I finally sat down and looked seriously at Yahoo! Pipes to try and figure out how or if it could be useful to me and my clients. I wanted to make something useful so I decided that it would be nice to have a “master Jen feed” which would include the RSS feed from this site, my company’s web site, as well as from my son’s web site. Within five minutes, the master feed was created and in my RSS feeder. While this might not be the most advanced thing Yahoo! Pipes can do, I am definitely considering grouping a number of my RSS feeds together and making more “master feeds”.
For anyone who is interested: Jen’s master feed. If you are not using RSS yet – please…it is 2007, even MS IE 7 supports RSS. Time to get on the bandwagon!
I am currently working on a big project which includes wrangling over 12k lines of CSS. Tonight it took me an hour to create a very simple form when it would normally take me 5 minutes. Why? Overcomplicated CSS. At this point I am using so many default values (like vertical-align: baseline; and float:none;) that it is insane.
Why can’t I start from scratch and just toss all the old code that is messing everything up? I wish I could, but so much of the project is reliant on it, that I am forced to plow through it.

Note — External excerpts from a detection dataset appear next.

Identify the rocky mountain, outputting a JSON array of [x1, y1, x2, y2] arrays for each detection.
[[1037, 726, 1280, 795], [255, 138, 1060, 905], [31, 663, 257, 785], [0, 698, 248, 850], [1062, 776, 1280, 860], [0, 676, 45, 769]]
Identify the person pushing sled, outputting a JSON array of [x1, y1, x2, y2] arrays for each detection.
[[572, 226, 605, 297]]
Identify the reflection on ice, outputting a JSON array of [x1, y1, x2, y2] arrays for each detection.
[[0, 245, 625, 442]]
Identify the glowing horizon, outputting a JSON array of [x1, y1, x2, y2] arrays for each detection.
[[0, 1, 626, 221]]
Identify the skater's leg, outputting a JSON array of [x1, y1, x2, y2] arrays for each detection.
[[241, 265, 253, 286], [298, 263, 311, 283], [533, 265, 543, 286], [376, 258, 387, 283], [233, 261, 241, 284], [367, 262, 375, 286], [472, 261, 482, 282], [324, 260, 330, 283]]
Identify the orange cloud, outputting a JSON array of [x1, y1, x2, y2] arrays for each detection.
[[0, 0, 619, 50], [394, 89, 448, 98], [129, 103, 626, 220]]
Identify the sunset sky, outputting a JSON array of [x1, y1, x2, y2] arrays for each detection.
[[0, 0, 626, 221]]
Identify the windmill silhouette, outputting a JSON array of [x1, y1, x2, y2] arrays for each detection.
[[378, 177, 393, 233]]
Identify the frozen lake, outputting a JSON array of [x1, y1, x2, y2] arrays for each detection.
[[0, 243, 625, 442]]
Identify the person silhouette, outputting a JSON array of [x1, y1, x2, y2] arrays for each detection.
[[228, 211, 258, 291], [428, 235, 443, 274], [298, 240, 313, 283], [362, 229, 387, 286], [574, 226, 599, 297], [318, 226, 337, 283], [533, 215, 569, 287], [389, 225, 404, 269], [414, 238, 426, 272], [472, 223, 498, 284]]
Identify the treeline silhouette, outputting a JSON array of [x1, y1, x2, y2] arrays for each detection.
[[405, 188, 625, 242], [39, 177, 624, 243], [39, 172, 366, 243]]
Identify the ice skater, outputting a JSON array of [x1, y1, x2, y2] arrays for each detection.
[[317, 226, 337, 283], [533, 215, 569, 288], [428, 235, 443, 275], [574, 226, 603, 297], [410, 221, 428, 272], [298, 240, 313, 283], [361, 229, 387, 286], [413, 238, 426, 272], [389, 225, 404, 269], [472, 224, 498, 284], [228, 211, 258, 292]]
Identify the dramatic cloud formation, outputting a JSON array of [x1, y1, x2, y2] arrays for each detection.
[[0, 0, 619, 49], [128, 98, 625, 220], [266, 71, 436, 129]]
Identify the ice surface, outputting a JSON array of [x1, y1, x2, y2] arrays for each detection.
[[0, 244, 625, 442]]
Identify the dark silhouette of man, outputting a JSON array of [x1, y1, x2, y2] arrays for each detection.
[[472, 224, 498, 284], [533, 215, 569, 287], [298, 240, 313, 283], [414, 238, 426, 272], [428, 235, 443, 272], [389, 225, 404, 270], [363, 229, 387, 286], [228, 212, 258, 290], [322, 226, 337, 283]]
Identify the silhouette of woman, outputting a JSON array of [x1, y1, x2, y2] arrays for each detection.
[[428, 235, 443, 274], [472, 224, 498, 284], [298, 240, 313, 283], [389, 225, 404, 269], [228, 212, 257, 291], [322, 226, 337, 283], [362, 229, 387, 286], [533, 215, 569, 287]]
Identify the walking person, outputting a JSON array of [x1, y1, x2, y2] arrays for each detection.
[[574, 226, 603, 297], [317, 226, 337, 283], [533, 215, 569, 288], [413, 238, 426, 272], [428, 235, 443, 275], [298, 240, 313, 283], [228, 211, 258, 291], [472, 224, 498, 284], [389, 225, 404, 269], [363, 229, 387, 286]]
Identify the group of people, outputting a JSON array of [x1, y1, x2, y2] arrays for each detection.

Just a quick reminder to all those people who work with CSS: keep it simple and define the bare minimum.
I have been busy working on an excited project that uses some pretty complicated layouts. I was originally hired to optimize and clean up the XHTML/CSS so it would work in IE 6, IE 7, Safari, and Firefox, but now am busy working on producing the clean XHTML/CSS from the start. I needed to brush up on my understanding of how z-indexes work, and I found an excellent tutorial that I wanted to share: Understanding CSS z-index.
Well, the first two days of working at home have gone great. I have gotten more stuff done before 8am than I can usually do by the time 8pm comes around. I am able to get up, spend some time with my son, workout, shower, and then start working all in the time it would usually take me to get to my office. During lunch, Triscuit, Evan, and I go on a nice walk and then come back for some more work. Not to mention, I can now also stop working much earlier and enjoy some time with the family. Good times. Why did I not “retire” (as Dad Muller would say) earlier? All the while, I get to work with interesting clients on really cool projects which forces me to keep building my skill set.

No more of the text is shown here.